Scobie Malone

Scobie Malone is a fictional Sydney homicide detective created by Australian novelist Jon Cleary.

Scobie Malone
First appearanceThe High Commissioner
Last appearanceDegrees of Connection
Created byJon Cleary
Portrayed byRod Taylor
Jack Thompson
In-universe information
GenderMale
OccupationPoliceman
NationalityAustralian

History

Named after the jockey Scobie Breasley, Malone made his first appearance in Cleary's 1966 novel The High Commissioner.[1] Cleary says he got the idea from meeting an Australian policeman he knew walking out of Australia House in London one day. He was on six months leave but Cleary wondered what if he had come to arrest the Australian High Commissioner for murder.[2]

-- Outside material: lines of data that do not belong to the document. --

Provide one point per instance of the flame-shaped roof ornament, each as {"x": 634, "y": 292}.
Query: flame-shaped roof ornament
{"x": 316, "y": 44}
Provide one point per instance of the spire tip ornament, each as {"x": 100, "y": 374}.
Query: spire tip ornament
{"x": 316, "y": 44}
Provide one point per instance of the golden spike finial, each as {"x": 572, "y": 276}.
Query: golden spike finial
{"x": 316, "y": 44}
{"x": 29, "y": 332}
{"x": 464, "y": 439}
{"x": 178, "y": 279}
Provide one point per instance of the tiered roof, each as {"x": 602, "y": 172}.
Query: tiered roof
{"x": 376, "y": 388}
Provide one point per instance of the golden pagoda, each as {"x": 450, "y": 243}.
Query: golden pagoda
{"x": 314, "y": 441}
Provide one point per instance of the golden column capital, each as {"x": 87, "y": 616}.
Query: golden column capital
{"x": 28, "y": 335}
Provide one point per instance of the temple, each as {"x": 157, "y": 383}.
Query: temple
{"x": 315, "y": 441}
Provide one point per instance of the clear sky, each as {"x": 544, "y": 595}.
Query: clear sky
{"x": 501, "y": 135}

Although the original novel was a best seller and turned into a film, Cleary did not originally intend to create a series around Malone. However, he brought the character back later for Helga's Web (1970) as a means to explore the construction of the Sydney Opera House, then for Ransom (1973). There was a long gap before he started using the detective again, but once he did he wrote Malone novels regularly from 1987 onwards until the end of his writing career.

Cleary and his wife used to travel two months every year to research his books. However, after Cleary's daughter died in 1987, his wife became ill and did not want to travel. As Cleary liked to research his books thoroughly this meant he had to write about Australia.[3]

I wondered how if I were to write about Australia would I keep my overseas readers. I'd written three Malone tales but was resisting publishers' urging to write more because I didn't want to get trapped by it. Then I realised I could use him by hanging it on crime, which immediately intrigued the international market, and write about what it was like living in Sydney in the late 80s and through the 90s.[4]

"I'm trying to write something more than detective novels", said Cleary in 1989. "I am offended if my book is called a potboiler."[5]

Cleary admits that sales of the last few Malone books declined and he decided to end the series before his publishers did.[6] He also felt he was running creatively dry. "When I found myself making notes on a serial killer, I knew that I'd got to the bottom of the barrel because that's the cliche in crime writing today", he said in 2004.[7]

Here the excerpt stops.